For Spring 2011, the usual time for the meetings will be Monday at 13:00 - 14:30 in the CS conference room, CSB 453. Abstracts for talks are given below the talk schedule.

Moshe Lewenstein

Bar-Ilan University

**Abstract:**
We present an approximate distance oracle for a point set S with n points and doubling dimension [;\lambda;]. For every [;\epsilon > 0;], the oracle supports [;(1 + \epsilon);] - approximate distance queries in (universal)
constant
time, occupies space [;[\epsilon^{-O(\lambda)} + 2^{O(\lambda \log \lambda)}]n;], and can be constructed in [;[2^{O(\lambda)}\log^3 n + \epsilon^{-O(\lambda)} + 2^{O(\lambda \log \lambda)}]n;] expected time. This improves upon
the
best
previously known constructions, presented by Har-Peled and Mendel. Furthermore, the oracle can be made fully dynamic with expected [;O(1);] query time and only [;2^{O(\lambda)} \log n + \epsilon^{-O(\lambda)} + 2^{O(\lambda \log
\lambda)};]
update time. This is the first fully dynamic [;(1+\epsilon);]-distance oracle.
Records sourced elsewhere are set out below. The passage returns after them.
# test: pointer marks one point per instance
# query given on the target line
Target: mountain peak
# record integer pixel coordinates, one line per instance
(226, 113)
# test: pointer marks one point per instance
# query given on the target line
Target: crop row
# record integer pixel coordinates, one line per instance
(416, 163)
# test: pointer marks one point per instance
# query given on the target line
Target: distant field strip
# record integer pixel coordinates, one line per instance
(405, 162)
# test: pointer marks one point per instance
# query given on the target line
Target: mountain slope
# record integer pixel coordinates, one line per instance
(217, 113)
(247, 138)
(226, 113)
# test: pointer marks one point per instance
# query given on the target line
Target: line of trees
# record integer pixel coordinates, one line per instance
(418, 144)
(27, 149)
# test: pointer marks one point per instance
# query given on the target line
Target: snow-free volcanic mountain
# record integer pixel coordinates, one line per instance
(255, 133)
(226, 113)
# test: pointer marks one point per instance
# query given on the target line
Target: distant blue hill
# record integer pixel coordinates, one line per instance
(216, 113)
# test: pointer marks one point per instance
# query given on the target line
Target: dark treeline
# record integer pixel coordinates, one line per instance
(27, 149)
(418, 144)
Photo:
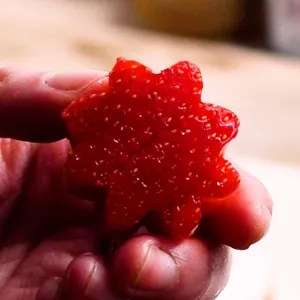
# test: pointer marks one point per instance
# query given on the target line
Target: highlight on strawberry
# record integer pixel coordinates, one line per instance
(147, 147)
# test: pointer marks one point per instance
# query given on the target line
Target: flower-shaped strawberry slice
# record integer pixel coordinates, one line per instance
(145, 143)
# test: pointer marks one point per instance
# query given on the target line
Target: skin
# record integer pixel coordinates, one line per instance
(49, 248)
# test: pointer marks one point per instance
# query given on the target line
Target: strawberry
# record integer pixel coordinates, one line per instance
(146, 145)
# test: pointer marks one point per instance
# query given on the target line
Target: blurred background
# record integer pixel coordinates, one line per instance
(249, 53)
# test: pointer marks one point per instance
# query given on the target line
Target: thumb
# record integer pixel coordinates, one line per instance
(31, 102)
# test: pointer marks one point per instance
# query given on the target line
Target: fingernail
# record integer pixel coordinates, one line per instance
(73, 81)
(158, 273)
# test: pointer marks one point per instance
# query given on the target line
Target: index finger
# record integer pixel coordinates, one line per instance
(241, 219)
(31, 102)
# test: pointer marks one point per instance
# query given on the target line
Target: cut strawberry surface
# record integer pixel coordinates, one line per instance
(152, 145)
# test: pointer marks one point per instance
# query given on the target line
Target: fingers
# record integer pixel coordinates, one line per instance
(148, 267)
(243, 218)
(51, 289)
(31, 102)
(85, 279)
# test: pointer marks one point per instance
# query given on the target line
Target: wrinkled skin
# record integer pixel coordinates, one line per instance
(49, 248)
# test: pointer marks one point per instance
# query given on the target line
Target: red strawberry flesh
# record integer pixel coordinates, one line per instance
(151, 143)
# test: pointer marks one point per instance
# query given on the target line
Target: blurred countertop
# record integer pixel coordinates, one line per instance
(263, 89)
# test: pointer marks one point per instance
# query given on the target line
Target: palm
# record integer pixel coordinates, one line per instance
(41, 228)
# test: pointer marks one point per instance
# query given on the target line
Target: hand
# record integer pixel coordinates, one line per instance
(48, 247)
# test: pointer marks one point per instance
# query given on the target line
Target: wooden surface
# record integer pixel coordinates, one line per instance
(263, 89)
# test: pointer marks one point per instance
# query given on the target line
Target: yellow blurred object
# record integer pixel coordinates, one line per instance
(204, 18)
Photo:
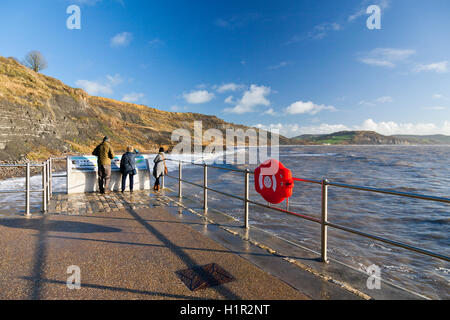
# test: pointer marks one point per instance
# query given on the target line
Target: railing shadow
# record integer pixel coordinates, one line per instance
(179, 251)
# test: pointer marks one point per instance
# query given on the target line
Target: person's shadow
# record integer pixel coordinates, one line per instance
(57, 226)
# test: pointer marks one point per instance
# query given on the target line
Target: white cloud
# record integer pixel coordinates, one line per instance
(229, 87)
(270, 112)
(237, 21)
(100, 87)
(279, 65)
(94, 88)
(115, 79)
(122, 39)
(253, 97)
(309, 107)
(392, 128)
(385, 99)
(436, 108)
(439, 67)
(199, 96)
(292, 130)
(229, 100)
(156, 43)
(133, 97)
(383, 4)
(384, 127)
(386, 57)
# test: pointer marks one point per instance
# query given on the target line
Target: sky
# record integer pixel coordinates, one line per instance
(302, 67)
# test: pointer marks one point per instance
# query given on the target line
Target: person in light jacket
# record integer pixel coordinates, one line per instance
(128, 167)
(104, 153)
(159, 169)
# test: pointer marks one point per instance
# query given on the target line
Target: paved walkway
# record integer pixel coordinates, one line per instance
(123, 250)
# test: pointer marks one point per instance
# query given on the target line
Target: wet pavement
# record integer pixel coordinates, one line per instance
(122, 253)
(132, 246)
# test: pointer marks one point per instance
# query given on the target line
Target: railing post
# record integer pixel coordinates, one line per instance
(67, 173)
(27, 190)
(324, 231)
(205, 185)
(44, 187)
(50, 165)
(180, 175)
(48, 181)
(247, 178)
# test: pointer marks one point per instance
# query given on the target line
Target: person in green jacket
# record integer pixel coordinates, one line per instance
(104, 153)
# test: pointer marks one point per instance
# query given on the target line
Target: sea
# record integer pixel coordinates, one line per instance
(412, 169)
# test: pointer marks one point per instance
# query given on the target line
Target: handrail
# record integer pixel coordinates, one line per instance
(324, 220)
(46, 188)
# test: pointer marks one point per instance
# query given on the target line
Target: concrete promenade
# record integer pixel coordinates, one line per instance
(132, 246)
(123, 253)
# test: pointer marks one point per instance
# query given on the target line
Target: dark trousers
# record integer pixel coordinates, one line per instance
(104, 176)
(124, 180)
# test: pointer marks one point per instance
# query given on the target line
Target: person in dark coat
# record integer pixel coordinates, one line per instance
(128, 167)
(159, 169)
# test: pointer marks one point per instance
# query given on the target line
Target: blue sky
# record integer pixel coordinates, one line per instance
(299, 66)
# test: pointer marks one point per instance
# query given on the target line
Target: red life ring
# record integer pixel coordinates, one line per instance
(273, 181)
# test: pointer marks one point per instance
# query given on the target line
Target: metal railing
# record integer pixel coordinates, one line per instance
(324, 205)
(46, 187)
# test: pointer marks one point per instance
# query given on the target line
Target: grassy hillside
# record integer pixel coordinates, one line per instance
(350, 137)
(41, 116)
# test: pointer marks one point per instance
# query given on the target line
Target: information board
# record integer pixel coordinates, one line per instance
(89, 163)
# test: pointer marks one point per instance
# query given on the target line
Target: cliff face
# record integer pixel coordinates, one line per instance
(41, 116)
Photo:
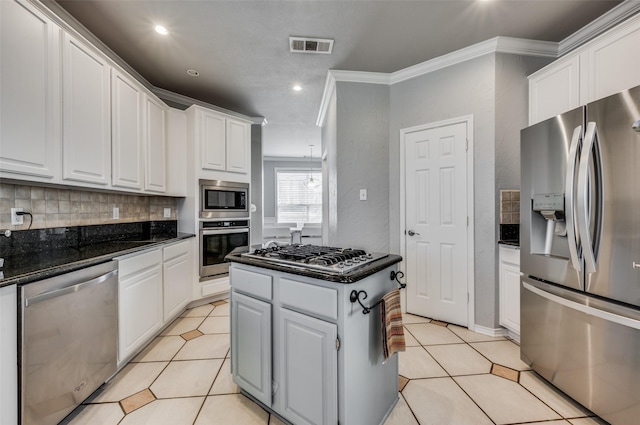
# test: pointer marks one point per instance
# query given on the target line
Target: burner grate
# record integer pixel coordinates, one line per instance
(329, 259)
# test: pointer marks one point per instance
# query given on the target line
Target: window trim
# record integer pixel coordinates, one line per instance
(276, 170)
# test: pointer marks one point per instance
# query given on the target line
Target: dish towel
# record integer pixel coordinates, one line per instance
(392, 329)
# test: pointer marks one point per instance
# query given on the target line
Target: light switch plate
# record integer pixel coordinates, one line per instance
(16, 220)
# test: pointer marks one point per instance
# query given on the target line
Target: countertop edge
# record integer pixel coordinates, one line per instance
(346, 278)
(69, 267)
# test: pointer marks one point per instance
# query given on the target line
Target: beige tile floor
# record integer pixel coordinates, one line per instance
(449, 376)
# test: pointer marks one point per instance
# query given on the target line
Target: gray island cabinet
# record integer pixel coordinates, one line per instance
(301, 348)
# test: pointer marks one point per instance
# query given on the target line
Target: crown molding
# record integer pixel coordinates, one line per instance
(188, 101)
(507, 45)
(493, 45)
(598, 26)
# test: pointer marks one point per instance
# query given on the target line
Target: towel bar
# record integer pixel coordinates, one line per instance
(355, 295)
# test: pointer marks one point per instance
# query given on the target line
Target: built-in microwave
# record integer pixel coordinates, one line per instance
(221, 199)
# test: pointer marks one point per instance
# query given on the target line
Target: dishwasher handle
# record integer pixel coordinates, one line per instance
(69, 289)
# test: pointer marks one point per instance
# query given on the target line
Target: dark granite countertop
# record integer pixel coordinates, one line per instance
(21, 267)
(351, 277)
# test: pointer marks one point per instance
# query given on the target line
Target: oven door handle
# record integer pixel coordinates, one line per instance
(209, 232)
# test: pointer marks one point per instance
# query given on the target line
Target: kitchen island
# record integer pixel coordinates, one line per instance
(304, 349)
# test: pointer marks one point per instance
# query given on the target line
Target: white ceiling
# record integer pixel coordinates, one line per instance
(242, 53)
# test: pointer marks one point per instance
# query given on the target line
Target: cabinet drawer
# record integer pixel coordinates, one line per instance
(252, 283)
(176, 250)
(138, 262)
(306, 298)
(510, 255)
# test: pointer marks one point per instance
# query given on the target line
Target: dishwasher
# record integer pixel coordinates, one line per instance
(67, 341)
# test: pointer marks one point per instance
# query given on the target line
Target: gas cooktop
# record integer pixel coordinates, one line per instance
(322, 258)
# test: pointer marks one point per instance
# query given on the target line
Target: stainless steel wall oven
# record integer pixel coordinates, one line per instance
(218, 238)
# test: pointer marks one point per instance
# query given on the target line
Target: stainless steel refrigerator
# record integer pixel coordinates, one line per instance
(580, 254)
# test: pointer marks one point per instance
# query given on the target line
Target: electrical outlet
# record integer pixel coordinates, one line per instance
(16, 219)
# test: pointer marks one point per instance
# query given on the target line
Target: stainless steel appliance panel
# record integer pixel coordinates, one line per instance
(222, 199)
(587, 347)
(68, 343)
(226, 237)
(617, 270)
(548, 152)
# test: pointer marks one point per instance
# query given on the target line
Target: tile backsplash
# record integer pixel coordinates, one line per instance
(53, 207)
(509, 207)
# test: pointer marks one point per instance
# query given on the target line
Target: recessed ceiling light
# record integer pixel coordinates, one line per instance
(161, 30)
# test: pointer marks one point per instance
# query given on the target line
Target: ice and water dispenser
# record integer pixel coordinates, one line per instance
(547, 221)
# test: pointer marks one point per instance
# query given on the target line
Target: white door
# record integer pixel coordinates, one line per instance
(436, 221)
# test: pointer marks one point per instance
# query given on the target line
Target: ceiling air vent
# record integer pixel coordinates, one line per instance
(310, 45)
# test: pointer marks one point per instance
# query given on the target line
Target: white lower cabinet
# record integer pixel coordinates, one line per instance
(309, 369)
(140, 307)
(9, 355)
(176, 271)
(251, 335)
(510, 289)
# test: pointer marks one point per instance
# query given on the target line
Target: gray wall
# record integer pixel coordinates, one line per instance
(256, 184)
(329, 170)
(494, 89)
(269, 180)
(511, 114)
(362, 150)
(464, 89)
(359, 154)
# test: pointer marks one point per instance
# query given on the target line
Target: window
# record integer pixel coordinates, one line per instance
(297, 201)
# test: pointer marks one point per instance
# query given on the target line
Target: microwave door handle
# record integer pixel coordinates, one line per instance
(590, 152)
(570, 198)
(207, 232)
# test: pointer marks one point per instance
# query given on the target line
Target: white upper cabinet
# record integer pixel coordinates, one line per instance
(86, 142)
(237, 148)
(155, 143)
(554, 91)
(604, 66)
(212, 141)
(223, 143)
(126, 131)
(29, 92)
(612, 64)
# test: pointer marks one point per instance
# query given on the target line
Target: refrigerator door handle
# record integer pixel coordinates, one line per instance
(585, 202)
(570, 198)
(620, 318)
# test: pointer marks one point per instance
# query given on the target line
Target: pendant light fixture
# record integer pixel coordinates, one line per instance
(311, 183)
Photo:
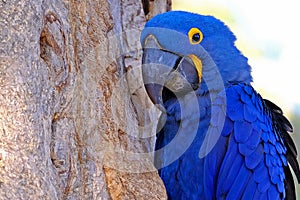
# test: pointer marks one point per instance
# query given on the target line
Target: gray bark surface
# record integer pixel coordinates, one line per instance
(75, 122)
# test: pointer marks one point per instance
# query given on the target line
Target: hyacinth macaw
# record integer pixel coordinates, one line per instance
(217, 137)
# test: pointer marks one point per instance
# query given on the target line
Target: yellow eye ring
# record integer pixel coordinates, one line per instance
(195, 36)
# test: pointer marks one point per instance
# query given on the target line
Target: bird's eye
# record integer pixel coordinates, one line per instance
(195, 36)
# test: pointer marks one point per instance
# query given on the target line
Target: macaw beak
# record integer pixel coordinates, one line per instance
(167, 71)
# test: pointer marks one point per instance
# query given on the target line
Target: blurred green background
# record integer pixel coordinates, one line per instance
(268, 34)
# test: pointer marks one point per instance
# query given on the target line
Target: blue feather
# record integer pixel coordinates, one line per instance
(252, 148)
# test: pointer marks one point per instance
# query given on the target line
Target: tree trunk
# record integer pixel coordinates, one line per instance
(75, 120)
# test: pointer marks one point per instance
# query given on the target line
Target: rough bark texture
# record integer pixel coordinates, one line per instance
(75, 120)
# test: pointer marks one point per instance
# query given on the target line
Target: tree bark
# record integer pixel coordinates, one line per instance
(75, 120)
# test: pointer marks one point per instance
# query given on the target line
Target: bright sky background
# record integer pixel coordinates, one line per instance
(268, 33)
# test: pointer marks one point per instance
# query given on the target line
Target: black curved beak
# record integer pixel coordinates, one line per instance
(164, 69)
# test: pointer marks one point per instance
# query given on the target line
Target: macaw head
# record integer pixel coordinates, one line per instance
(184, 52)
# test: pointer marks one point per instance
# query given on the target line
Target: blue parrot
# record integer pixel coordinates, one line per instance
(217, 138)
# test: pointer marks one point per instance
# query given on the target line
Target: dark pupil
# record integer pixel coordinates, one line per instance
(196, 37)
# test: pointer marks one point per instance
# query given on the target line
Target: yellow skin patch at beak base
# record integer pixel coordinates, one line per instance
(198, 65)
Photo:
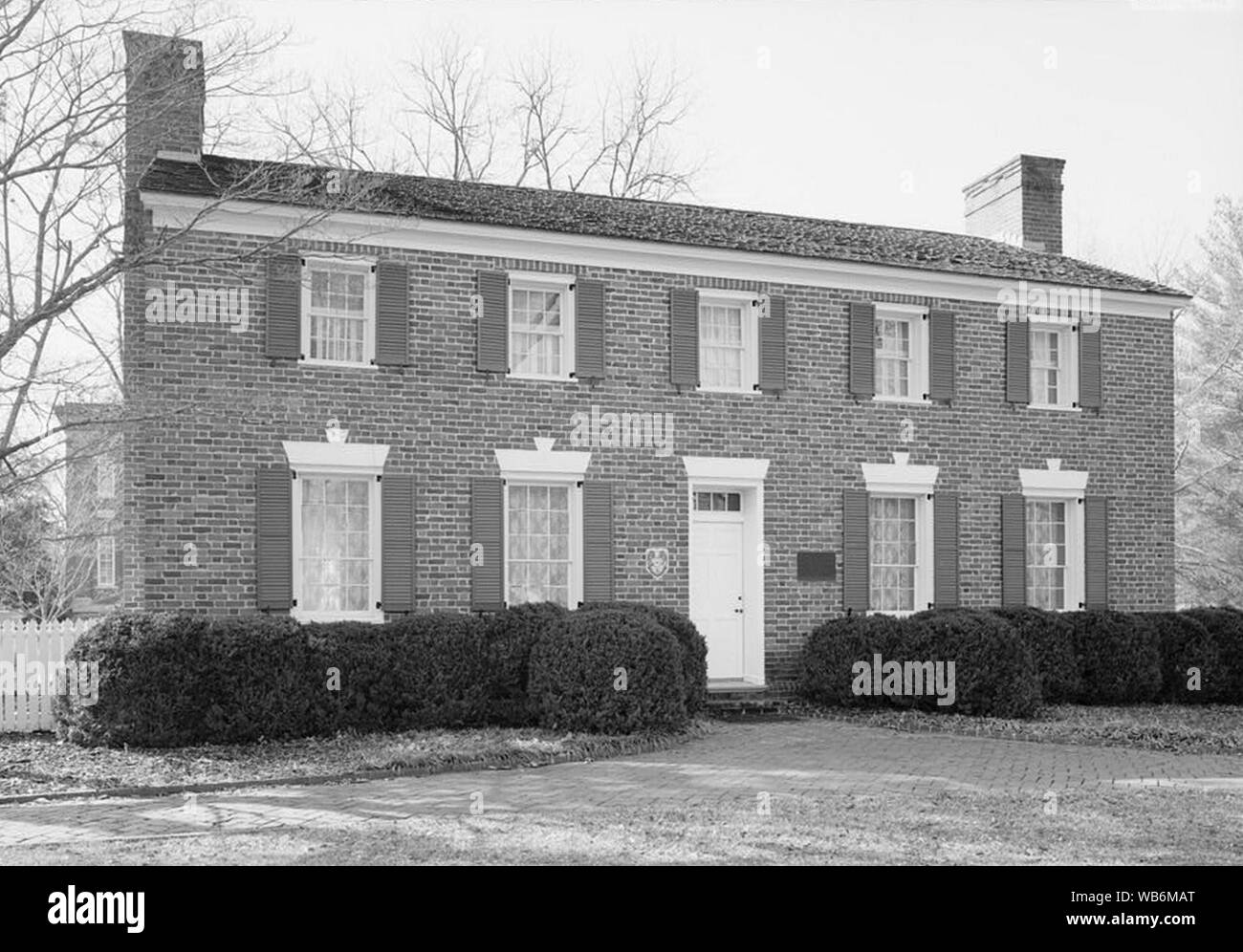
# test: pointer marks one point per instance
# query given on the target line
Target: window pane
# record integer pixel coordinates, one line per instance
(538, 543)
(336, 558)
(891, 527)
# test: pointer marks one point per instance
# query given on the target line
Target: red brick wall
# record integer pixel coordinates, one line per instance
(227, 408)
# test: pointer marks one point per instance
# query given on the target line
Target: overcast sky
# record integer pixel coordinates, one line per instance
(883, 111)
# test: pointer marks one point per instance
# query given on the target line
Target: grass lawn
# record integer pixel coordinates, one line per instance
(1142, 827)
(40, 765)
(1181, 728)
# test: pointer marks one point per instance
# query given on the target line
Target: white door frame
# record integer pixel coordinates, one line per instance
(745, 476)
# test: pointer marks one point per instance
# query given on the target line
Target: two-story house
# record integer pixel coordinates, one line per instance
(431, 394)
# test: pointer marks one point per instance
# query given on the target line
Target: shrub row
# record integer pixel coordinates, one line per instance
(1007, 661)
(179, 679)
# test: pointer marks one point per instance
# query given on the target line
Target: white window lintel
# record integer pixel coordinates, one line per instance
(725, 470)
(899, 476)
(1053, 481)
(336, 456)
(543, 463)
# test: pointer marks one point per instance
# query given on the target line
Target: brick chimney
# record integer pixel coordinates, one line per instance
(164, 98)
(1018, 203)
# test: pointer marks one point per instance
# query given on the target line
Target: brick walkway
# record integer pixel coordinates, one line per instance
(736, 765)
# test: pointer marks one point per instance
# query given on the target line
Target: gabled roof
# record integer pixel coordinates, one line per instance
(604, 216)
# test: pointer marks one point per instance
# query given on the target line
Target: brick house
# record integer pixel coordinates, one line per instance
(450, 396)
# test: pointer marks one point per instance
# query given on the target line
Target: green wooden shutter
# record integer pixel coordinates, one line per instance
(1089, 367)
(1095, 552)
(1018, 380)
(397, 542)
(588, 330)
(392, 314)
(684, 335)
(284, 307)
(1014, 550)
(941, 355)
(488, 545)
(273, 538)
(492, 328)
(862, 350)
(945, 550)
(772, 346)
(856, 554)
(598, 553)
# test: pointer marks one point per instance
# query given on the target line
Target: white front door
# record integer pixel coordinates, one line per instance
(717, 605)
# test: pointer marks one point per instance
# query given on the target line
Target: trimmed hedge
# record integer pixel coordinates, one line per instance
(609, 670)
(993, 670)
(692, 644)
(169, 680)
(1119, 655)
(510, 636)
(1051, 638)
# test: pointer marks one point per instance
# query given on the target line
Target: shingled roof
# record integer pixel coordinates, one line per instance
(604, 216)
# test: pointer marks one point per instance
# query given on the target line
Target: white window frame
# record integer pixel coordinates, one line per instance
(918, 380)
(545, 466)
(347, 462)
(106, 543)
(905, 480)
(1057, 485)
(104, 476)
(364, 265)
(545, 281)
(1068, 368)
(749, 302)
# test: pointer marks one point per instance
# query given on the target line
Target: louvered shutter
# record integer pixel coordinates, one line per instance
(684, 335)
(856, 555)
(284, 340)
(941, 355)
(1095, 552)
(397, 542)
(1089, 367)
(1014, 551)
(862, 350)
(486, 545)
(945, 550)
(588, 330)
(598, 561)
(392, 314)
(772, 346)
(492, 327)
(273, 538)
(1018, 380)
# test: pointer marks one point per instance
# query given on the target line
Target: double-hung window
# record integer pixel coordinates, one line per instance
(902, 357)
(338, 307)
(1053, 365)
(541, 555)
(899, 530)
(729, 342)
(541, 326)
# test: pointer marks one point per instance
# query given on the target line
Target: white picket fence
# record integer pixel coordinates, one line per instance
(26, 700)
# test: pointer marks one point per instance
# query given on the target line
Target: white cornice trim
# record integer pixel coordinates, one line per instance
(336, 456)
(272, 220)
(725, 467)
(542, 464)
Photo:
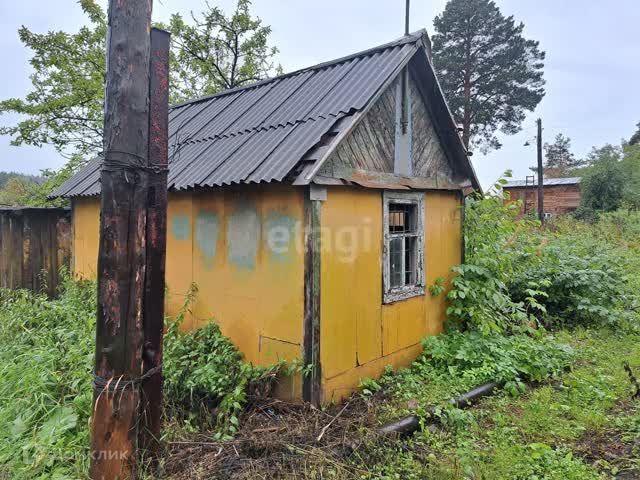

Coauthors: Yair Bartal, Lee-Ad Gottlieb, Tsvi Kopelowitz, Liam Roditty

Dov Gordon

Columbia University

**Abstract:**
In 1982, Yao introduced the field of "secure computation", in which [;n;] parties, holding private inputs [;x_1,...,x_n;], engage in a protocol to compute some function [;f(x_1,...,x_n);], while revealing nothing more than the
output. In the decade that followed, the topic of secure computation was thoroughly explored, and almost every theoretical question was answered. In the past decade, the focus has shifted towards improving efficiency, and building
implementations. Today, secure computation is poised to become an extremely powerful tool with wide-ranging application. Both bodies of research were essential in bringing this about.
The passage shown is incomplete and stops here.